Chapter 71 - Bab 71

"Bangunlah!" titah sang raja. Ibu ratu sudah berdiri dibantu oleh sang raja, sedang Yafizan masih tetap pada posisinya.

"Panglima Rona!" seru sang raja.

"Ya, Yang mulia." Rona sudah menghadap, menundukkan badannya.

"Aku perintahkan kau mendampingi putraku kembali ke bumi," titah sang raja.

Mata Yafizan langsung berbinar senang seketika melepaskan pelukan di kaki sang raja. "Terima kasih, Ayahanda."

"Sampai putraku mengingat semua kejadian yang pernah dialaminya, maka pada saat kau turun ke bumi, pada saat itu pula, kau takkan mengingat istrimu," ucapan sang raja membuat semua orang yang berada di sekitarnya merasa shock, terlebih Yafizan yang memang berharap bisa segera kembali menemui istrinya, namun bukan itu yang dia harapkan.

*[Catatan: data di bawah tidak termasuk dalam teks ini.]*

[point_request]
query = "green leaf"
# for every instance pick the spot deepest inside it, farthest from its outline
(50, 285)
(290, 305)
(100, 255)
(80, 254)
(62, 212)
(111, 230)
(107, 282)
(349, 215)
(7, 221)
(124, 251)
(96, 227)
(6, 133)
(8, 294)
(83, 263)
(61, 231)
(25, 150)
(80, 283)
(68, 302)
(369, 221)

"Mengapa..." lirihnya pelan masih tak menerima.

"Sampai ketika kau mengingat semuanya, maka di saat itu pula, kau bisa kembali ke sini bersama istrimu. Dan kau bisa hidup di dua negeri ini," tegas sang raja tanpa mau di protes. Ia kembali melangkahkan kakinya ditemani sang ratu pergi meninggalkan anaknya yang masih tak terima akan keputusannya itu.

"Hamba...melaksanakan perintah." Dengan berat hati, Rona menerima tugas yang diberikan.

***

"Kenapa harus dengan hilang ingatan? Tak bisakah si tua bangka itu mempermudah keadaannya?" geram Yafizan kesal. Ia sudah berada di dalam kamarnya. Ia berjalan mondar mandir karena masih belum terima dengan apa yang sudah diputuskan sang raja.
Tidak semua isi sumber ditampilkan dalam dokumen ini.